When I first decided to join Take Five as a joke to write a Thrill article, I was afraid my plan wouldn’t be fully realized because a cappella groups often take first years and sophomores, but almost never take juniors. Luckily I had a man on the inside.
One Thomas Stanton, pictured above in a shot from the Renegade play we did together. (Six Characters in Search of an Author. I played Boy, a ghostly prepubescent shadow who commits suicide in the finale via finger-guns. Thomas played Actor #3 who becomes a tree. It’s a stupid play.) He was in the group already, and using his boyish charm he was able to manipulate a group of talented musical professionals into taking me, despite my tone-deaf audition in which I sang the theme from Terry Gilliam’s bureaucratic comedy Brazil (1985). That, and the urging of one May Chen, who told me I had a singer’s neck (as it turns out, you can’t tell if someone’s a good singer by looking at their neck). And that was that, I was a part of Kenyon’s jazz a cappella group despite hating jazz.
After joining the group I was privy to all the dirty secrets of Kenyon’s seedy and too-various a cappella underworld.
WHAT DID I LEARN?
A little music theory. It took about five separate people to explain it with me, with charts, pianos, diagrams, and occasionally candy, but I know about things like intervals; the spaces between notes, and how those come to form chords.
I learned that I can’t arrange music. I spent probably sixty hours on my first solo only to present the group with seven measures of clunky, dissonant chords over the main melody before Thomas graciously said, “Why don’t I just take it from here?”
Uh, what else. Oh! I’ve got one. On the first day, we all sat around in a circle and they told me that they loved me and if I ever needed support they would be there. So, take that! A cappella groups can be very…loving. Hmm. Okay. So I learned about unconditional love.
I learned that I can’t snap in time, and that white people can’t dance because they move to the words not the beat.

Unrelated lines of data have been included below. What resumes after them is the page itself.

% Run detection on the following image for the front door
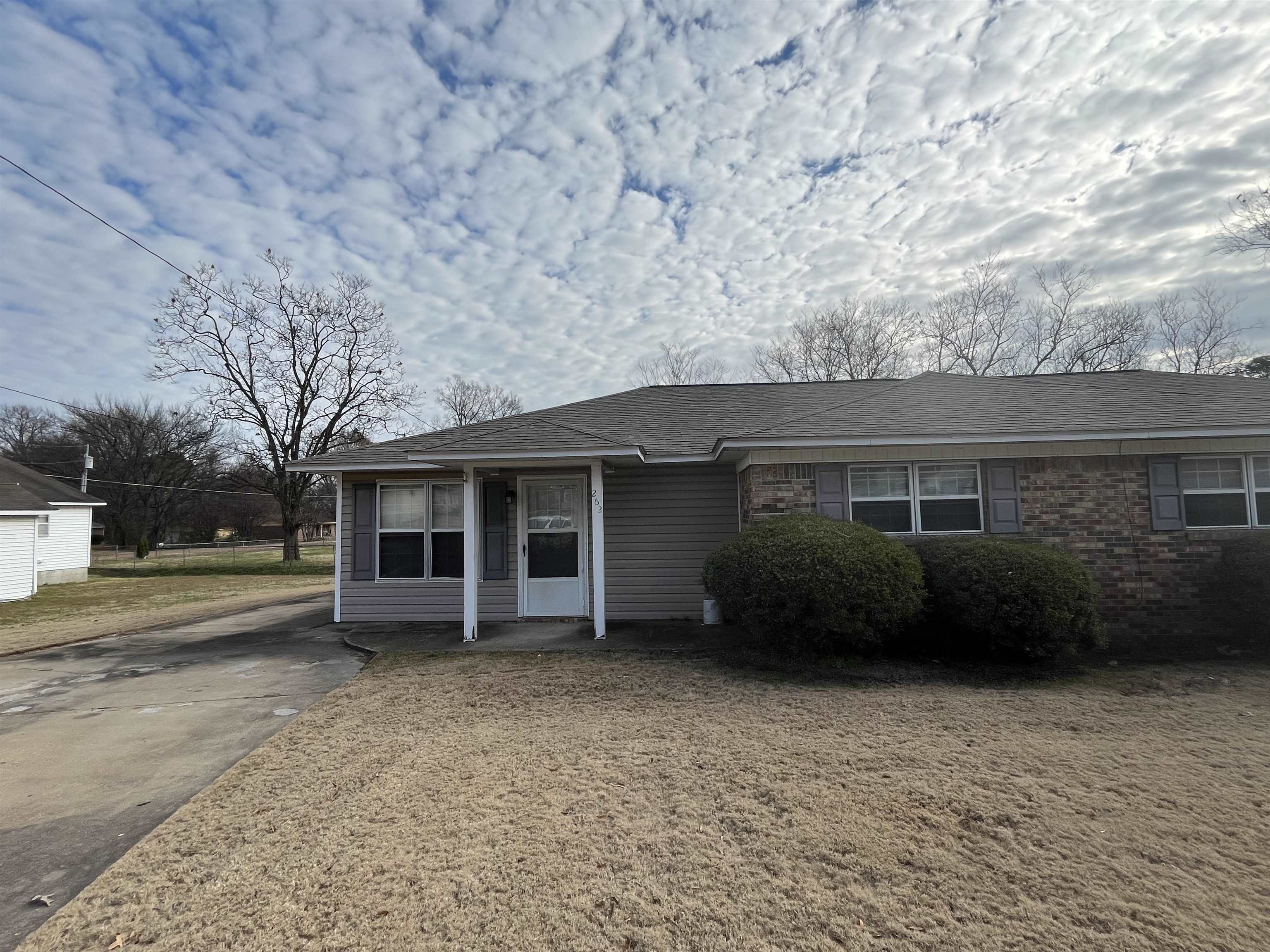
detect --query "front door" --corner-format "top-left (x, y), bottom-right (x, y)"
top-left (518, 476), bottom-right (587, 618)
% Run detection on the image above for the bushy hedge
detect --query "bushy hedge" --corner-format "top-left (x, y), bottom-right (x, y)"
top-left (701, 515), bottom-right (922, 652)
top-left (1210, 532), bottom-right (1270, 637)
top-left (917, 538), bottom-right (1102, 660)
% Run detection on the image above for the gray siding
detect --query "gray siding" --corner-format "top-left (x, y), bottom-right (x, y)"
top-left (339, 474), bottom-right (516, 622)
top-left (340, 464), bottom-right (738, 622)
top-left (604, 464), bottom-right (738, 621)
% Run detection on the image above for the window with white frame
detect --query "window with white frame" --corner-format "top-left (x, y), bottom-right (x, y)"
top-left (378, 482), bottom-right (463, 579)
top-left (847, 463), bottom-right (913, 532)
top-left (1181, 456), bottom-right (1249, 528)
top-left (917, 463), bottom-right (983, 532)
top-left (1251, 456), bottom-right (1270, 527)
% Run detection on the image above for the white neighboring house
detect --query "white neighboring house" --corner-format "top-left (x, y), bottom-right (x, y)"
top-left (0, 458), bottom-right (105, 602)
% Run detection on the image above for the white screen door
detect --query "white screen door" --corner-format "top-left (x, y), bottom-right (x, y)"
top-left (519, 476), bottom-right (587, 617)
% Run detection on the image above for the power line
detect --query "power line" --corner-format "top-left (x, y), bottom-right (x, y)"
top-left (41, 472), bottom-right (335, 499)
top-left (0, 155), bottom-right (230, 303)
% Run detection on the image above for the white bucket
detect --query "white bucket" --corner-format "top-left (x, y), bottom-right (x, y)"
top-left (701, 598), bottom-right (723, 624)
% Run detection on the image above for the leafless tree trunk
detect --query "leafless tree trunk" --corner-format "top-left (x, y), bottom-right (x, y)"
top-left (1213, 186), bottom-right (1270, 267)
top-left (922, 254), bottom-right (1024, 376)
top-left (432, 373), bottom-right (525, 430)
top-left (628, 340), bottom-right (731, 387)
top-left (1151, 282), bottom-right (1255, 373)
top-left (150, 250), bottom-right (418, 561)
top-left (754, 297), bottom-right (919, 383)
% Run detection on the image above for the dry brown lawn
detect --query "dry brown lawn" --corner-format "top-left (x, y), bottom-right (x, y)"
top-left (0, 574), bottom-right (335, 655)
top-left (23, 654), bottom-right (1270, 952)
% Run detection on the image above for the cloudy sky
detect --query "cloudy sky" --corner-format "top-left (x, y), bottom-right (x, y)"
top-left (0, 0), bottom-right (1270, 424)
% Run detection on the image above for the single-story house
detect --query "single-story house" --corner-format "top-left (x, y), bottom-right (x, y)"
top-left (291, 371), bottom-right (1270, 638)
top-left (0, 457), bottom-right (105, 602)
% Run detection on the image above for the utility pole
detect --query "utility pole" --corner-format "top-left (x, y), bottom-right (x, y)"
top-left (80, 444), bottom-right (93, 493)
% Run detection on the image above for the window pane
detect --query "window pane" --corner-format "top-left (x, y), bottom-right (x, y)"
top-left (851, 503), bottom-right (913, 532)
top-left (432, 483), bottom-right (463, 533)
top-left (1252, 456), bottom-right (1270, 489)
top-left (917, 463), bottom-right (979, 500)
top-left (918, 499), bottom-right (983, 532)
top-left (528, 532), bottom-right (578, 579)
top-left (1182, 493), bottom-right (1249, 528)
top-left (380, 486), bottom-right (428, 531)
top-left (851, 466), bottom-right (908, 499)
top-left (1182, 456), bottom-right (1243, 489)
top-left (526, 482), bottom-right (578, 531)
top-left (380, 532), bottom-right (429, 579)
top-left (432, 532), bottom-right (463, 579)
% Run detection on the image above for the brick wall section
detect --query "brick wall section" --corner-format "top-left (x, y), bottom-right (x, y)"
top-left (739, 463), bottom-right (815, 527)
top-left (740, 456), bottom-right (1264, 635)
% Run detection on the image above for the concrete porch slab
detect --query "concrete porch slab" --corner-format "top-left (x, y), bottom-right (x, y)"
top-left (332, 621), bottom-right (752, 652)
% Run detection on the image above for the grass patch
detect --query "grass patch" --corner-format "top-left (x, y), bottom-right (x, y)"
top-left (89, 546), bottom-right (335, 579)
top-left (23, 652), bottom-right (1270, 952)
top-left (0, 567), bottom-right (334, 654)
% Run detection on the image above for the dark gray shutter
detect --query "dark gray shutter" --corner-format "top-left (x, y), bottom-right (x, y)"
top-left (349, 482), bottom-right (375, 579)
top-left (983, 459), bottom-right (1024, 532)
top-left (815, 466), bottom-right (847, 519)
top-left (1147, 456), bottom-right (1186, 532)
top-left (481, 480), bottom-right (507, 579)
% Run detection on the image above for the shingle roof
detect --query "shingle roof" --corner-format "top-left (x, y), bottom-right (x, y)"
top-left (292, 371), bottom-right (1270, 466)
top-left (0, 457), bottom-right (102, 512)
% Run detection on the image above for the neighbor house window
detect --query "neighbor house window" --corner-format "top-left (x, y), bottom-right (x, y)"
top-left (1181, 456), bottom-right (1249, 528)
top-left (848, 463), bottom-right (913, 532)
top-left (378, 482), bottom-right (463, 579)
top-left (1252, 456), bottom-right (1270, 526)
top-left (917, 463), bottom-right (983, 532)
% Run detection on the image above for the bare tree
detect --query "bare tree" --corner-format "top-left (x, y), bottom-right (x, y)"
top-left (1151, 282), bottom-right (1255, 373)
top-left (57, 397), bottom-right (224, 547)
top-left (626, 340), bottom-right (731, 387)
top-left (922, 252), bottom-right (1024, 376)
top-left (1239, 354), bottom-right (1270, 380)
top-left (150, 255), bottom-right (419, 561)
top-left (754, 296), bottom-right (919, 383)
top-left (430, 373), bottom-right (525, 430)
top-left (0, 404), bottom-right (62, 462)
top-left (1213, 186), bottom-right (1270, 265)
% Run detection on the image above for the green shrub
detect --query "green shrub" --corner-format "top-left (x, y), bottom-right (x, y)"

I learned that I black out when I perform for large enough crowds and because of this, I don’t remember winking in two (2) separate concert solos.
What a goddamn charmer.
I learned that if you get called for last minute second round callbacks, “So sorry we never do this we just need you to come back to the NCA” they will make you sweat for forty minutes, trying to get you to guess what note running water makes, before whipping out bottles of champagne. I learned that peppermint patty shots are chocolate syrup first, then schnapps, and that everyone in the a-community needs a drink to get through the concerts, even when you’re performing in them.
I learned that I can trick an entire group into singing a Radiohead song, and that my time on tour has inspired my backup career as a masseuse in Philadelphia. But most importantly, I learned who some of my greatest, closest friends were. Someone described Take Five as “weirdly intimate” and although I only joined to write this article and never actually sang once in my two years, I have to say I fell under their spell. Never had I met a more supportive, loving, non-judgmental group of people.
Not to mention, some of the most talented individuals and great friends I’ve had to DATE, who along with this group have wrote their own music (solo or in a band), performed in musicals, plays, and paint, host photo exhibits, write elaborate sociology theses and sexy plays about aliens.
Once, I had to cancel plans with someone because of Take Five. This person said sarcastically, “Oh right, because jazz a cappella is the most important thing right?” And with a completely straight face I said to them, “That’s right.”